3. No novelty objection has been raised against the patent in suit. Therefore, novelty is not at issue in this appeal (see G 7/95, OJ EPO 1996, 626).
4. Inventive step
4.1. It is undisputed that D1 represents the closest prior art. This document discloses pyrotechnic material comprising compound (a) of claim 1 and oxygen containing oxidisers such as potassium perchlorate. In the same document these mixtures were, however, regarded as unsuitable for generating gas for the inflation of safety crash bags because they tend to form various toxic species such as hydrogen cyanide, nitrogen oxides and carbon monoxide. To overcome this disadvantage D1 proposes replacing the oxygen-containing oxidiser with oxidisers which contain no oxygen in the molecule such as sulphur, molybdenum disulphide and chromium trichloride (column 2, lines 35 to 55). In the patent in suit a completely different solution to the problem of avoiding, or at least reducing, the amount of toxic species in the inflating gas is presented, comprising the choice of a particular combination of oxygen comprising oxidisers (component (b)), the use of a combustion modifier (component (c)) and diluting the primary gas obtained by combusting the pyrotechnic material with air. This solution, embodied by the process of claim 6, was, in the decision under appeal, considered to involve an inventive step. Indeed, D1 does not contain any pointer to compositions of matter according to claim 1, comprising a combination of ammonium perchlorate and alkali metal nitrate as oxidiser compound (component (b)).
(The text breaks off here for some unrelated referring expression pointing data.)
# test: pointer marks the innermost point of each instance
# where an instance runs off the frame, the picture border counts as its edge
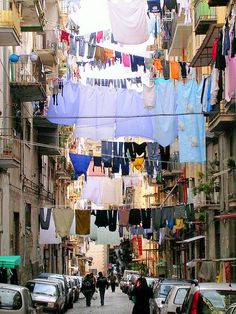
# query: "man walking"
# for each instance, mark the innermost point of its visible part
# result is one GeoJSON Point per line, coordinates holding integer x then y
{"type": "Point", "coordinates": [102, 284]}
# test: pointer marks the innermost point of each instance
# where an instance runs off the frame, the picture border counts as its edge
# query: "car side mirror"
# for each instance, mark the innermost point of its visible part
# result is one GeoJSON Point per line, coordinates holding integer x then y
{"type": "Point", "coordinates": [178, 310]}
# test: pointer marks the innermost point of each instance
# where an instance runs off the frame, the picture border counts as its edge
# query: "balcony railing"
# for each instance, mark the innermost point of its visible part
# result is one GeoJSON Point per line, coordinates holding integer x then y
{"type": "Point", "coordinates": [33, 15]}
{"type": "Point", "coordinates": [204, 16]}
{"type": "Point", "coordinates": [26, 71]}
{"type": "Point", "coordinates": [223, 116]}
{"type": "Point", "coordinates": [10, 149]}
{"type": "Point", "coordinates": [48, 53]}
{"type": "Point", "coordinates": [232, 185]}
{"type": "Point", "coordinates": [9, 20]}
{"type": "Point", "coordinates": [27, 80]}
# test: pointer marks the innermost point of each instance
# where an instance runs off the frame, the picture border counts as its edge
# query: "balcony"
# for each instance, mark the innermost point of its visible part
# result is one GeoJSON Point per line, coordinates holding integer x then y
{"type": "Point", "coordinates": [10, 150]}
{"type": "Point", "coordinates": [204, 16]}
{"type": "Point", "coordinates": [48, 54]}
{"type": "Point", "coordinates": [62, 6]}
{"type": "Point", "coordinates": [180, 35]}
{"type": "Point", "coordinates": [203, 56]}
{"type": "Point", "coordinates": [27, 81]}
{"type": "Point", "coordinates": [32, 15]}
{"type": "Point", "coordinates": [9, 25]}
{"type": "Point", "coordinates": [222, 118]}
{"type": "Point", "coordinates": [48, 136]}
{"type": "Point", "coordinates": [62, 168]}
{"type": "Point", "coordinates": [217, 3]}
{"type": "Point", "coordinates": [174, 167]}
{"type": "Point", "coordinates": [232, 188]}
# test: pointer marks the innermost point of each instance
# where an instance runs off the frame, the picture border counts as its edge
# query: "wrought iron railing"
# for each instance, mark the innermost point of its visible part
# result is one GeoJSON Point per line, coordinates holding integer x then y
{"type": "Point", "coordinates": [10, 146]}
{"type": "Point", "coordinates": [232, 184]}
{"type": "Point", "coordinates": [25, 71]}
{"type": "Point", "coordinates": [9, 16]}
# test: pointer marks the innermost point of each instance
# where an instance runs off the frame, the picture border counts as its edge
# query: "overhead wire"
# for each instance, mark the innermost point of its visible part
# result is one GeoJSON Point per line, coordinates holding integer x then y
{"type": "Point", "coordinates": [38, 144]}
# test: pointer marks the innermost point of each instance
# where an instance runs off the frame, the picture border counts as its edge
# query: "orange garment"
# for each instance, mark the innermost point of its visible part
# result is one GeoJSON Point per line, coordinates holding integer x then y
{"type": "Point", "coordinates": [100, 54]}
{"type": "Point", "coordinates": [174, 70]}
{"type": "Point", "coordinates": [109, 54]}
{"type": "Point", "coordinates": [179, 224]}
{"type": "Point", "coordinates": [138, 164]}
{"type": "Point", "coordinates": [157, 64]}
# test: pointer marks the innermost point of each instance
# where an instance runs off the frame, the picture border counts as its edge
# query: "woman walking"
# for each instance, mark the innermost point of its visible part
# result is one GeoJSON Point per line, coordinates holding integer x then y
{"type": "Point", "coordinates": [141, 293]}
{"type": "Point", "coordinates": [88, 288]}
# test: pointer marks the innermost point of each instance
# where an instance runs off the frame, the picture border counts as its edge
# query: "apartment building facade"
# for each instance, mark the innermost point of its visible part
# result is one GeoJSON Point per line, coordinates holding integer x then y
{"type": "Point", "coordinates": [33, 168]}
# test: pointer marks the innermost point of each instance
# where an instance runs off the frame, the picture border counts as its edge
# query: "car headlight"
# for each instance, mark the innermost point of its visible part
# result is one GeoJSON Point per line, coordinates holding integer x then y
{"type": "Point", "coordinates": [51, 304]}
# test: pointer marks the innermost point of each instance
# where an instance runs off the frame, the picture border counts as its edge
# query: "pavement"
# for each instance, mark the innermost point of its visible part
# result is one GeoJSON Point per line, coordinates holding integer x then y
{"type": "Point", "coordinates": [115, 303]}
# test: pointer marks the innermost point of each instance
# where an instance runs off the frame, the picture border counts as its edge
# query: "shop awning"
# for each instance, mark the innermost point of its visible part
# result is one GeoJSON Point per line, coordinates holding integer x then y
{"type": "Point", "coordinates": [9, 261]}
{"type": "Point", "coordinates": [190, 240]}
{"type": "Point", "coordinates": [203, 57]}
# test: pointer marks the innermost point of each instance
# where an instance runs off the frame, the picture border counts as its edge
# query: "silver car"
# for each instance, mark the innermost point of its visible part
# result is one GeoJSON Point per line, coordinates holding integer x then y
{"type": "Point", "coordinates": [161, 290]}
{"type": "Point", "coordinates": [47, 294]}
{"type": "Point", "coordinates": [16, 300]}
{"type": "Point", "coordinates": [210, 297]}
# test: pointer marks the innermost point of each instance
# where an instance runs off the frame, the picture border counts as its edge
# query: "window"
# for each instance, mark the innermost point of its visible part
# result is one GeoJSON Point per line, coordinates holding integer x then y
{"type": "Point", "coordinates": [180, 295]}
{"type": "Point", "coordinates": [28, 216]}
{"type": "Point", "coordinates": [28, 131]}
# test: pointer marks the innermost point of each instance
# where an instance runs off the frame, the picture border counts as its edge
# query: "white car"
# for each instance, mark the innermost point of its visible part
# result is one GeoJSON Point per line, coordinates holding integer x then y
{"type": "Point", "coordinates": [175, 298]}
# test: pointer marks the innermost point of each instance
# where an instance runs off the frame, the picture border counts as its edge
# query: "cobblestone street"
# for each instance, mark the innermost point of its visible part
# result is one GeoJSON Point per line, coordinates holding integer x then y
{"type": "Point", "coordinates": [115, 303]}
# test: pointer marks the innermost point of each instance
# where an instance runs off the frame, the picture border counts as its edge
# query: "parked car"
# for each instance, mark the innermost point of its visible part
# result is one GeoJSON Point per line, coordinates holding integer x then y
{"type": "Point", "coordinates": [47, 294]}
{"type": "Point", "coordinates": [125, 280]}
{"type": "Point", "coordinates": [161, 290]}
{"type": "Point", "coordinates": [62, 278]}
{"type": "Point", "coordinates": [207, 298]}
{"type": "Point", "coordinates": [150, 283]}
{"type": "Point", "coordinates": [131, 282]}
{"type": "Point", "coordinates": [16, 300]}
{"type": "Point", "coordinates": [76, 284]}
{"type": "Point", "coordinates": [231, 309]}
{"type": "Point", "coordinates": [71, 289]}
{"type": "Point", "coordinates": [175, 298]}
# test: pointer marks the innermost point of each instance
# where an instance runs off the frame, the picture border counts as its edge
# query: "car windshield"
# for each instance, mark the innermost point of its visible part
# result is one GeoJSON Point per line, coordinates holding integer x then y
{"type": "Point", "coordinates": [42, 288]}
{"type": "Point", "coordinates": [10, 299]}
{"type": "Point", "coordinates": [162, 291]}
{"type": "Point", "coordinates": [216, 301]}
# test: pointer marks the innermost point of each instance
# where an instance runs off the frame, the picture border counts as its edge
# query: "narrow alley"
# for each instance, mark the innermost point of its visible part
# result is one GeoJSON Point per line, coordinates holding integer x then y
{"type": "Point", "coordinates": [115, 303]}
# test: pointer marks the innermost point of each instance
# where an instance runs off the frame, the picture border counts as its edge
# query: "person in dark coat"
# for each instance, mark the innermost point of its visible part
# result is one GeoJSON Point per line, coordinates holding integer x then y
{"type": "Point", "coordinates": [141, 293]}
{"type": "Point", "coordinates": [88, 288]}
{"type": "Point", "coordinates": [112, 279]}
{"type": "Point", "coordinates": [102, 284]}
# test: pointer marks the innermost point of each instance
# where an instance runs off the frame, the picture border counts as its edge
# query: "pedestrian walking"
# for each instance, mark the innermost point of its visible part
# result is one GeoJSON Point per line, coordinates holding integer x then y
{"type": "Point", "coordinates": [141, 293]}
{"type": "Point", "coordinates": [93, 279]}
{"type": "Point", "coordinates": [112, 281]}
{"type": "Point", "coordinates": [102, 284]}
{"type": "Point", "coordinates": [88, 289]}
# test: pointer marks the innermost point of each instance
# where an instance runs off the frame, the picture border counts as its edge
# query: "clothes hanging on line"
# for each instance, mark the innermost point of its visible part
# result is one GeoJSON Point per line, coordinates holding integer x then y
{"type": "Point", "coordinates": [128, 21]}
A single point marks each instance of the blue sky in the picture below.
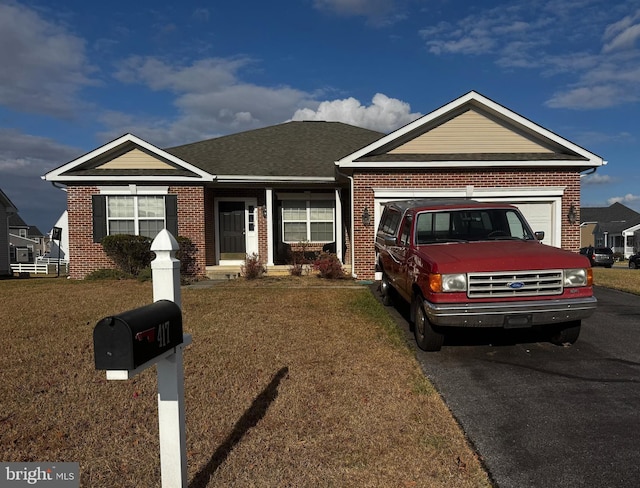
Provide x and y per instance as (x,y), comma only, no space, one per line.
(76,74)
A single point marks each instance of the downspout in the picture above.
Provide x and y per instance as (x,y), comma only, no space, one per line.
(351,237)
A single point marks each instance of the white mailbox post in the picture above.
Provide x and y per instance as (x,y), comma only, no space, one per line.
(165,270)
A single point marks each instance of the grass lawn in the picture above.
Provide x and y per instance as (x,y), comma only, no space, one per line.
(620,277)
(287,383)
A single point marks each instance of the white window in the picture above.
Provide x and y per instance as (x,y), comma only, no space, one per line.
(308,220)
(135,215)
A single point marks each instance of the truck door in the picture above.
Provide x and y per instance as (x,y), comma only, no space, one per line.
(403,282)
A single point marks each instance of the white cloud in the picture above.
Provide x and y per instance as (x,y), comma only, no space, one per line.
(384,114)
(212,100)
(30,156)
(23,159)
(622,34)
(43,66)
(599,54)
(377,12)
(626,199)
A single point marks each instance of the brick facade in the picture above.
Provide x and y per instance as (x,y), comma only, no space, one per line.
(86,256)
(365,182)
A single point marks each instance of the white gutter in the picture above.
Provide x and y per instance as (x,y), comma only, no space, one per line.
(353,223)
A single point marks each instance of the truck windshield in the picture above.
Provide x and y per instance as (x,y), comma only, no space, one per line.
(471,225)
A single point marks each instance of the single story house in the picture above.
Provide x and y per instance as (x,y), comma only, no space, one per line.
(7,208)
(26,242)
(319,185)
(616,226)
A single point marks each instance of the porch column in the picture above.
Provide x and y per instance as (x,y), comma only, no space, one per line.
(269,204)
(339,227)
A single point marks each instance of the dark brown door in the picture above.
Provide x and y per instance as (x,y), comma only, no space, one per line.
(232,233)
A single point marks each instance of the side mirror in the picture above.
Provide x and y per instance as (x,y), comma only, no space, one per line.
(390,241)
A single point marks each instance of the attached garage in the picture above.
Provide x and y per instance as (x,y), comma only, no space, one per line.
(469,148)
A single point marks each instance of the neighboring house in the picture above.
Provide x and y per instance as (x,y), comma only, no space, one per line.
(26,241)
(319,184)
(6,210)
(616,226)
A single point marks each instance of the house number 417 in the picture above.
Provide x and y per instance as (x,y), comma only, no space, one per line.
(163,334)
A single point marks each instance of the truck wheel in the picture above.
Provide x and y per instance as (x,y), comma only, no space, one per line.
(566,334)
(385,290)
(426,338)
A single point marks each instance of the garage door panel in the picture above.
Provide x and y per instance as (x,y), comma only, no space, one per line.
(540,218)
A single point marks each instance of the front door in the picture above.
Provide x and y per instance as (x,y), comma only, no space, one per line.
(231,216)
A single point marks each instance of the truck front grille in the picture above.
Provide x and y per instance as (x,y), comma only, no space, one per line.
(515,284)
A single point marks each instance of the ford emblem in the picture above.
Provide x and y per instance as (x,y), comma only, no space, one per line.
(515,285)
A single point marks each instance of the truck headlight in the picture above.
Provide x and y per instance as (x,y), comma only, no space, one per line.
(578,277)
(448,283)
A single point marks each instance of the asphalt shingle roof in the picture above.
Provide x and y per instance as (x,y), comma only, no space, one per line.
(613,219)
(290,149)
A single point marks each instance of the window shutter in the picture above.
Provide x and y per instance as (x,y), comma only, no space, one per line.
(171,210)
(99,204)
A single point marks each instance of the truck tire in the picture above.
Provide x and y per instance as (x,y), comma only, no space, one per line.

In the absence of any other document pointing to the claimed selection of compounds, the product of claim 1 cannot be derived in an obvious manner from the state of the art.
4.2. The respondent's argument that the composition of claim 1 did not involve an inventive step because component (b) was equivalent to potassium perchlorate mentioned in D1 and its choice was therefore arbitrary, cannot be accepted. Although the reasons for its preference over potassium perchlorate are not expressly explained in the patent in suit, it can be inferred therefrom that the claimed combination of nitrogen containing compounds generates on ignition highly desirable nitrogen gas which potassium perchlorate cannot generate. For the present purpose the combination of ammonium perchlorate and sodium nitrate is therefore not equivalent to the use of potassium perchlorate. The selection is thus not arbitrary but a purposeful choice to optimise the amount of gas for inflating the safety crash bag. The Board, therefore, holds that the pyrotechnic material of claim 1 is specifically adapted for use in generating a gas on combustion to inflate a safety crash bag and, not being obvious in view of the available prior art, involves an inventive step.
4.3. Claims 2 to 5 are dependent upon claim 1. The inventive step of their subject-matter follows from their dependency upon an inventive product. Claim 6 is equivalent to claim 1 of the auxiliary request accepted by the Opposition Division in the decision under appeal. Since no appeal was lodged against that part of the decision claim 6 must stand.
5. The Board observes that the description of the patent in suit is not properly adapted to the claims as granted and that not all the examples are in conformity with the granted claims. These deficiencies are, however, not related to a ground of opposition so that the Board has no power to require their removal.
For these reasons it is decided that:
1. The decision under appeal is set aside.
2. The patent is maintained as granted.